I agree with the others-as long as it''s an unbiased therapist, then I would go. If it''s a member of their church, I wouldn''t.
 
i agree with everyone too - go to counseling if it is an unbiased counselor.

i had probs with my mom (awhile ago) and asked her to go talk to someone about some things and she did except she went to her priest!! not exactly what i was thinking and i should have been more explicit b/c the issues were things the priest (her friend) would be a bit biased about and so the counseling basically did nothing except make her feel that she was aok.

when i moved in with a bf long time ago, i was the first in my family to do so and my parents (irish catholic) were really really upset. it took them a good 6mos to come to terms with it but it was difficult period. i''m a pretty stubborn and independent person so i didn''t given them any room for negotiation - i basically announced it.

but i can understand you wanting to meet them halfway or extend yourself to them because they are your family. it''s admirable that you want to reach out to them but take care of yourself and your relationship too! you are an adult now and they are not supporting you so they have to learn to respect you even if they don''t agree to your choices.
 
I''m afraid this is one of the many times I get majorly annoyed with religion.

If your parents feel ''living in sin'' is bad - that''s fine for them and they can live that way, it doesn''t mean you have to.

My parents were thrilled when I moved in with FI (3 months after we met). They also know that I do exactly what I want anyway.

Personally, I would only go to counselling if the counsellor was secular and unbiased in order to help them understand that their beliefs have no place in my life decisions and that they need to realise that I am a responsible adult who can choose for herself.

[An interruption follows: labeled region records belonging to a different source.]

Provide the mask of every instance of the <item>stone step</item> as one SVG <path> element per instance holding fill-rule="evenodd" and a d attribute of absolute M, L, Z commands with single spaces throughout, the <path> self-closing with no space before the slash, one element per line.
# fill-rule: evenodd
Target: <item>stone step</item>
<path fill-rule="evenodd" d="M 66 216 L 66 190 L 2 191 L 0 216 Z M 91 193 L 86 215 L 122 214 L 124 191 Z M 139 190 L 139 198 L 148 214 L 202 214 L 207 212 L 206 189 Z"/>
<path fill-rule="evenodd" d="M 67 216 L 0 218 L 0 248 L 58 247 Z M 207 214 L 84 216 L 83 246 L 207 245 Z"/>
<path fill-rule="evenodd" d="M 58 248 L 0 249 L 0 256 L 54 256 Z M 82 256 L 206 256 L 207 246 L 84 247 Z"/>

Why exactly are they so annoyed? Is it what friends and neighbours might say? Or is their some law or other that says you go to hell if you live with someone before marriage?
 
I''m going to go against the crowd here and advise against going to the therapist. If you yourself had suggested a therapist then it would be a different matter - but this is just another way your parents are trying to tell you what to do. If you go to a therapist at their behest then you''re giving them back that power over you.

Tell them that if they feel they will benefit from counseling in order to learn how to get over their problems and communicate with you in a loving manner again, that''s wonderful. But you don''t need counseling. You''re not the one with problems - they are. Don''t let yourself get sucked into feeling guilty for living your life in a way that you choose.

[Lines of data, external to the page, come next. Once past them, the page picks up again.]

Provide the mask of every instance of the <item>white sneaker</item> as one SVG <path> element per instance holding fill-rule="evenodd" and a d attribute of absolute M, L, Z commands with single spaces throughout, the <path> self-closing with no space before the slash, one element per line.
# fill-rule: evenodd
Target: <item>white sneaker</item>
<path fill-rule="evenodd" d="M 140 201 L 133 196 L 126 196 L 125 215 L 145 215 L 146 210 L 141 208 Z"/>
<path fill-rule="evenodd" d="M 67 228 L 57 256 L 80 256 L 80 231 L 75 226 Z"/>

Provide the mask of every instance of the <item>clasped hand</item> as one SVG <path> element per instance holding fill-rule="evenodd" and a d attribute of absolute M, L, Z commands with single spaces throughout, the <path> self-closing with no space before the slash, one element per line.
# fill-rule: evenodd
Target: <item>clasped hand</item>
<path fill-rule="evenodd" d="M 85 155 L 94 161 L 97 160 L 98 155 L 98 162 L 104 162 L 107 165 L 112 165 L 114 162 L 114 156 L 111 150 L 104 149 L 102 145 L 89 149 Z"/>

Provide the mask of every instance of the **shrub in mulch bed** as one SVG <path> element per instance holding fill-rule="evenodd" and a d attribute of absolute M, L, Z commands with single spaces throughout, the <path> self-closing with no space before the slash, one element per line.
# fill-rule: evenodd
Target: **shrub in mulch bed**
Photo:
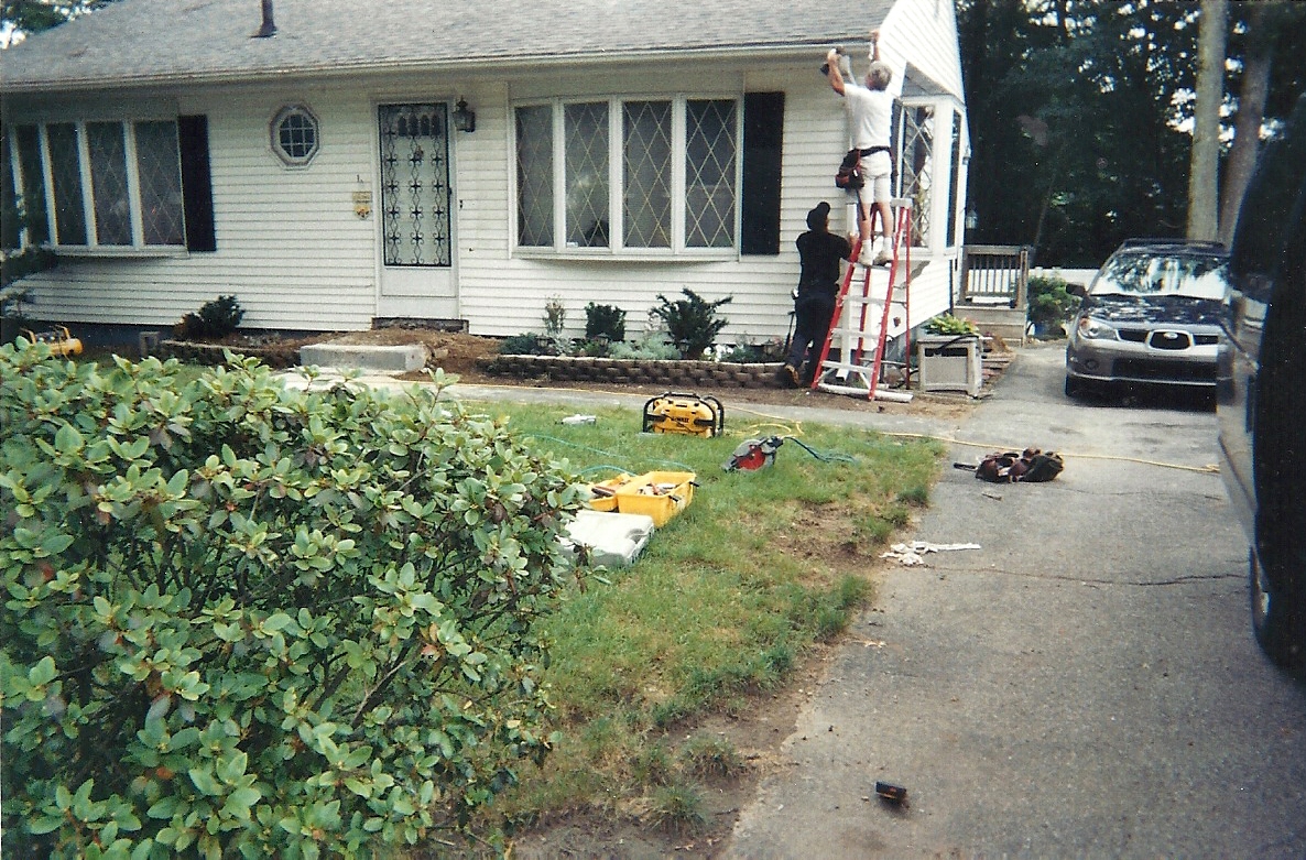
<path fill-rule="evenodd" d="M 558 355 L 496 355 L 478 367 L 494 376 L 541 378 L 613 385 L 646 384 L 665 386 L 724 385 L 773 388 L 780 364 L 734 364 L 657 359 L 599 359 Z"/>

They are the ones who chose to have a problem and chose to stop speaking to you - so they are the ones that need therapy to work through their issues. You seem to be doing just fine.

I kind of get what you''re going through. My mom has borderline personality disorder. My entire life, she''s alternated between pushing us away and trying to suck us back in through guilt trips. But it''s never been about what is good for us, or what will make us happy or healthy - it''s all about her need for power and attention. If she can''t have us fawning all over her, then she will get attention by being the persecuted martyr, that poor woman whose children don''t love her. It sounds on the surface that you''re going through something similar. You can''t let your parents tell you how to live your life, and as much as it hurts there comes a time when you just have to choose yourself over them. Know that they love you in their own way, but love them and love yourself enough to pursue a happy healthy life (even if it means they are not in it).